De groep van Konst is om ongeveer zes uur in de hut, Fritz en consorten een half uur later. Het is onze eerste pauze, dus we nemen het er een beetje van; je bent tenslotte 4½ km hoger dan je thuis gewend bent.

2. Dufourspitze vanaf de Zumsteinspitze (rechts Nordend)

Om half acht is het tijd om weer op te stappen. Na de afdaling naar de Colle Gnifetti klimmen we door de sneeuw en enkele gemakkelijke rotsen naar de Zumsteinspitze (4563 m), aan de andere kant gevolgd door een afdaling, ook over een sneeuwgraat met in het midden iets lastiger rotsen, naar het Grenzsattel (4453 m). 2½ km beneden ons zien we de Belvedere- gletsjer en de Rif. Zamboni. We komen nu geleidelijk van de sneeuw in de rotsen; de Dufourspitze is een echte rots-top met af en toe een beetje sneeuw. We hebben een Kletterei van 2½ uur met over het algemeen moeilijkheidsgraad II en soms een stukje III. Het is een bijzonder leuke klimpartij. Vlak voor de top kunnen we al even rustig van het uitzicht genieten, want voor ons zit een groepje dat nogal wat moeite heeft om vooruit te komen. De reden wordt ons, als we verder gaan, niet duidelijk. Om kwart over elf zijn we op de hoogste top van Zwítserland, op een hoogte van 4634 m.

3. Op de top van de Dufourspitze met uitzicht op de Tegenover ons staat de Lyskamm met zijn steile noordwand, beneden ons zien we de gletsjers van de Monte Rosa, die bij het samenvloeien een mooi patroon van licht gletsjer-ijs en donkere middenmorenen laten zien.
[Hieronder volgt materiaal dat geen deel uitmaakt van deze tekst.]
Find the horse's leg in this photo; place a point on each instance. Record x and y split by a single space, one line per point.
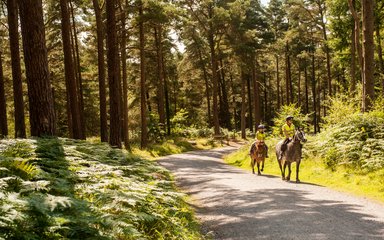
289 171
284 167
262 164
253 165
297 171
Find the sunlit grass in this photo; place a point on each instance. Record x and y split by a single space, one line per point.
313 170
174 146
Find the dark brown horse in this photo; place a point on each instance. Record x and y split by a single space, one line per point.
291 154
257 154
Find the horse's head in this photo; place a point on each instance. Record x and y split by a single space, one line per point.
300 135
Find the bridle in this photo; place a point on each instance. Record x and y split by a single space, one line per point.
299 136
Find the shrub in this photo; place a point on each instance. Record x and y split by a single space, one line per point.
351 138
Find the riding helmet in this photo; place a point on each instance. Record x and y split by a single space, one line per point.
289 118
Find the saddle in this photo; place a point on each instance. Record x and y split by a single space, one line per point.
259 144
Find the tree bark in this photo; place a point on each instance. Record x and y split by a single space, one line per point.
299 84
278 82
314 93
211 41
101 71
123 50
16 69
113 75
41 105
144 130
380 54
79 79
352 87
3 103
322 11
207 90
256 95
306 90
243 106
226 115
160 81
249 97
74 114
368 53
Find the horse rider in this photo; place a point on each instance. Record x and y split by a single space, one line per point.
260 136
288 131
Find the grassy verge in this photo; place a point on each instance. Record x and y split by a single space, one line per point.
66 189
313 170
174 146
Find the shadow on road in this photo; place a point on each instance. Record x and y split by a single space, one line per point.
234 204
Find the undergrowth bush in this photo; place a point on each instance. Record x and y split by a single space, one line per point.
351 138
299 119
67 189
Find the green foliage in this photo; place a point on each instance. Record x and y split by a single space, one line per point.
79 190
351 138
299 119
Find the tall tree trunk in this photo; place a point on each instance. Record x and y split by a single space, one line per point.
226 119
3 103
322 11
16 69
358 47
380 54
250 103
207 89
160 81
352 87
256 95
113 75
167 105
41 105
243 106
287 74
368 53
278 82
299 84
123 50
101 71
314 93
79 79
306 90
211 41
70 72
265 100
144 131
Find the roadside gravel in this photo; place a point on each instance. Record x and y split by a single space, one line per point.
235 204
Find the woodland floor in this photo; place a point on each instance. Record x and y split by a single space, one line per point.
235 204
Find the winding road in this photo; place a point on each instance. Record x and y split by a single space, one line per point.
234 204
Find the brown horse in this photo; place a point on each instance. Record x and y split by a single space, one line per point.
291 154
257 154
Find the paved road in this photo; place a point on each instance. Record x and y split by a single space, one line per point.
234 204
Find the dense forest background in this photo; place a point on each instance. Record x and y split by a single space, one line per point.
136 71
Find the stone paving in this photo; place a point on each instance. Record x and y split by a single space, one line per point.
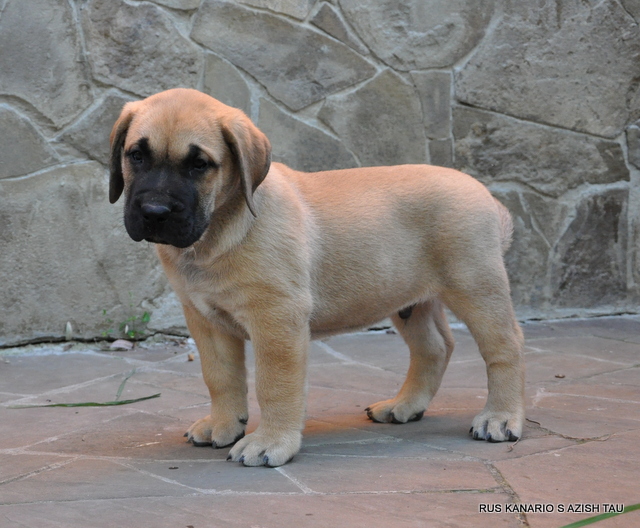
129 465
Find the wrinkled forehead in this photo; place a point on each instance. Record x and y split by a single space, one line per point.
171 129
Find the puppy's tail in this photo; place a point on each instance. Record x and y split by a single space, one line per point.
506 226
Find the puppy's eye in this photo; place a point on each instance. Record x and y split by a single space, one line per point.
199 164
136 156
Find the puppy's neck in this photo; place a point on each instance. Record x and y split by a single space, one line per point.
227 229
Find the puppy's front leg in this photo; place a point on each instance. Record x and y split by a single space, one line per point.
281 357
223 369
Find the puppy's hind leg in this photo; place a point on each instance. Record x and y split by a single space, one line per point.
486 309
426 331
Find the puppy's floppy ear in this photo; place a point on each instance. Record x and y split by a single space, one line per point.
252 152
118 135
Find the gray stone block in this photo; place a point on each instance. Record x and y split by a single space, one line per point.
632 7
296 65
441 152
138 48
299 145
224 82
186 5
571 64
590 266
497 148
415 34
70 256
41 62
527 259
23 149
328 19
294 8
633 144
434 88
91 133
381 121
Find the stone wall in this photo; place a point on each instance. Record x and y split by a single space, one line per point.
538 99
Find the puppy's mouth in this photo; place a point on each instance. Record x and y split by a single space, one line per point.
163 223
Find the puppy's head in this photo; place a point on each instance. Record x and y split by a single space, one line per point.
180 156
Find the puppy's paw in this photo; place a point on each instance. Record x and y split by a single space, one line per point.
266 449
216 433
494 426
394 411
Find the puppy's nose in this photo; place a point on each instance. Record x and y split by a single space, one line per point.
155 212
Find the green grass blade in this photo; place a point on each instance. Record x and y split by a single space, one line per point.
601 517
86 404
121 388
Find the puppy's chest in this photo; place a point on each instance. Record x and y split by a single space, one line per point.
211 293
De gletsjer-breuken van de Zwillingsgletscher, waar doorheen we woensdag van Italië naar de Zwitserse Monte Rosa Hütte zullen gaan, zien er erg ruig uit. Wat verderop staat de Matterhorn en nog verder de Mont Blanc. In het zuiden steekt een eenzame top omhoog; dat kan alleen de Monte Viso zijn, die met zijn 3841 m de hoogste top ten zuidwesten van Turijn is, ongeveer 150 km van ons vandaan. En er is nog veel meer te zien. Het bevalt ons dan ook niet erg dat de gidsen na een half uur alweer opstappen; ze willen echter het langzame clubje van zopas nu voor zijn.

4. Uitzicht vanaf de Dufourspitze. Als je op deze foto klikt, wordt hij uitvergroot, dat kan even duren. Je kan de foto ook vergroten door in de werkbalk van Acrobat Reader het percentage op 400% te zetten of daar een ander percentage in te tikken..

Ook de afdaling verloopt voorspoedig. De sneeuw is zachter dan toen we omhoog gingen, en in de buurt van het Grenzsattel blijkt het een dun laagje sneeuw op harde firn te zijn; uitkijken is de boodschap, maar met onze stijgijzers is het goed te doen. Tijdens een korte pauze merkt Konst op, dat we wel veel geluk hebben: prachtig weer en niet eens koud, en dat komt op deze hoogte niet vaak voor. Er komen nu wel wat meer wolken, en als we op het Lysjoch zijn is de zon verdwenen. De wolken beloven niet veel goeds, we lopen flink door, maar we houden het droog tot we om ongeveer half vijf, kwart voor vijf weer in de hut zijn. Daarna valt er alleen maar een hagelbuitje. Het is een lange en mooie dag geweest. We waren elf uur lang boven de 4000 meter, en dank zij onze acclimatisatie-rustdag heeft het ons geen van allen moeite gekost.